ELEZIONI EUROPEE
Fonte: La StampaColloquio in vista delle Europee tra il socialista e il popolare che si contendono la guida della Commissione Ue. Idee differenti sul rigore, e anche sull’Italia
Quando si incontrano, nella piccola sala del Residence Palace, il candidato socialista Martin Schulz e il rivale popolare Jean Claude Juncker si abbracciano. L’amicizia resta nonostante il duello che li vede impegnati per la nomina politica a presidente della Commissione Ue da ottenere col voto europeo del 22-25 maggio. Inseguono un traguardo possibile, ma ampiamente legato alla volontà dei governi nazionali e, pertanto, parecchio incerto. Difficile dire se davvero uno di loro prenderà il posto del portoghese Barroso. In comune hanno un sincero europeismo e la narrativa sociale, ma non quella sul rigore. Il tedesco sarebbe per dare più tempo a Italia e Francia per risanare e lavorare sulla crescita. Il lussemburghese risponde semplicemente «Nein!». Due volte.
In una lunga intervista concessa all’inserto Europa – curato Le Monde, Süddeutsche Zeitung, The Guardian, El Pais e La Stampa (testo integrale sul giornale di domani)- Schulz e Juncker tentano di prendere una qualche distanza dall’Europa che c’era, parlano della gestione della tempesta economica di qualcosa di naturalmente imperfetto e promettono un cambio di rotta. «La crisi si è amplificata perché il Consiglio ha agito prima sui bilanci per riconquistare la fiducia degli investitori e poi della crescita», attacca Schulz. «E’ colpa del fatto che abbiamo parlato molto della crisi, senza prendere sempre le buone iniziative», concede il lussemburghese, piuttosto critico con «i paesi che non si sono davvero impegnati nel consolidamento», novero in cui entrano di diritto Francia e Spagna. Entrambi sostengono ricette di flessibilità. Ma l’ex capo dell’Eurogruppo ritiene che non sia il caso di fare sconti. Mentre il tedesco suggerisce il contrario, «ma non per sempre».
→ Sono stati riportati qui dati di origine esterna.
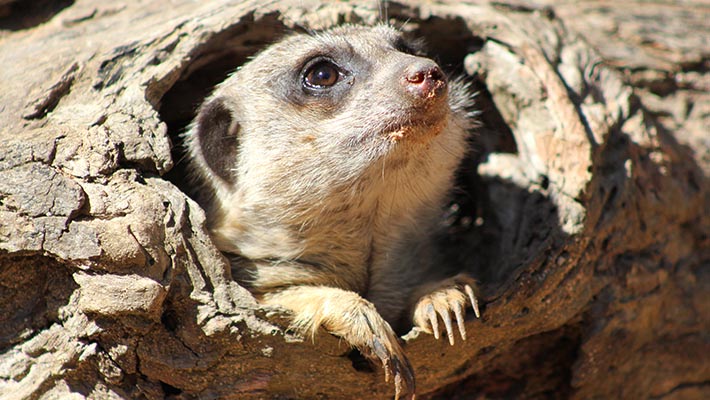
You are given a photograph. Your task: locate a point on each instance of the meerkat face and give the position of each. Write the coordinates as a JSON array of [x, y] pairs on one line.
[[318, 111]]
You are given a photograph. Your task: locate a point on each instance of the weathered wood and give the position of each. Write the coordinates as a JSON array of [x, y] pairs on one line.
[[589, 231]]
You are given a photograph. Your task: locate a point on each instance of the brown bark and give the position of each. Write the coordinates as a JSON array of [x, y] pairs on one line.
[[588, 230]]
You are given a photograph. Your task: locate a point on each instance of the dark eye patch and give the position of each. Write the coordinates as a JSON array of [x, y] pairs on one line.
[[322, 74]]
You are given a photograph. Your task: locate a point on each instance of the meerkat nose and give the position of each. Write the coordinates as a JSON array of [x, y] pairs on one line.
[[425, 80]]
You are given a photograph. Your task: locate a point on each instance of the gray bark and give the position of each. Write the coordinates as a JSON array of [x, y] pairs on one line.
[[589, 233]]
Il problema comune è il populismo. «Chi vota per i populisti, o per la destra, vota per delle parole vuote», assicura Juncker, mentre Schulz vede la questione come un caso politico e non generazionale, prima occasione per parlare direttamente dell’Italia. «Grillo e Berlusconi sono grosso modo della stessa generazione. E’ la politica, non l’anagrafe», sbotta il tedesco che pure imputa a Juncker «di essere stato votato da Berlusconi” con l’altro che risponde naturalmente “per me non è un problema».
Entrambi dicono di non temere che il vertice dei capi di stato e di governo dell’Unione rispetteranno le indicazioni delle forze politiche e designeranno il vincente fra i due principali candidati. «Io sono stato eletto dal congresso del Ppe», incalza Juncker. «Non ho l’impressione sia stato un pesce d’aprile – aggiunge Schulz – . I capi di stato e di governo stanno prendendo al cosa sul serio». Entrambi negano il diffuso sospetto di una egemonia tedesca in Europa, ipotesi che in realtà – per ammissione dello stesso Schulz – crea diversa preoccupazioni.
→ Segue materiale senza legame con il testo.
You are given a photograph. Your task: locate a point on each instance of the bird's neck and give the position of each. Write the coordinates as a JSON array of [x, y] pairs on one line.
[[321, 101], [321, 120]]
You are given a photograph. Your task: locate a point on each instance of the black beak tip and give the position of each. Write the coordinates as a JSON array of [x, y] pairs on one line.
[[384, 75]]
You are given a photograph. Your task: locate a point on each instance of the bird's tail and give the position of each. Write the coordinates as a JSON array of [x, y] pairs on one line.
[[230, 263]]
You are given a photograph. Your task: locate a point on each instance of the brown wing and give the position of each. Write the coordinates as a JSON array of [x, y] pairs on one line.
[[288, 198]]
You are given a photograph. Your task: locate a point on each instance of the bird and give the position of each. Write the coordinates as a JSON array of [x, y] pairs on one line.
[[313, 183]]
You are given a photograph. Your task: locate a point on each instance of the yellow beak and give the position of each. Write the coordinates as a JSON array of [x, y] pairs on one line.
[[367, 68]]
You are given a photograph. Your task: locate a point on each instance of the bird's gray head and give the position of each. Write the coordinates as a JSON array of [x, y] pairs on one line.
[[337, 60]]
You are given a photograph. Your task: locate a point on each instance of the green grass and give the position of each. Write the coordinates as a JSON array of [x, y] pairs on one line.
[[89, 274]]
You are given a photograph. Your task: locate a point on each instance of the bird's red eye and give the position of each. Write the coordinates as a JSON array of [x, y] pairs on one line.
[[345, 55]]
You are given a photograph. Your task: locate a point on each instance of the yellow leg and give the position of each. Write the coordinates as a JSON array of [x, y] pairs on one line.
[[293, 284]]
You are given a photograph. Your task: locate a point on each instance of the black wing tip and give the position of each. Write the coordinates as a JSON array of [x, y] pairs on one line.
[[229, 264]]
In conclusione i temi della politica estera. I due candidati parlano una lingua simile nel dire che se Mosca continuerà con le pressioni sull’Ucraina, sarà inevitabile rendere più severe le sanzioni anche dal punto di vista economico. Schulz accusa apertamente Putin di essere dietro ai discorsi. Nessuno dei due, però, prevede che Kiev possa diventare presto un membro dell’Unione europea nel breve periodo.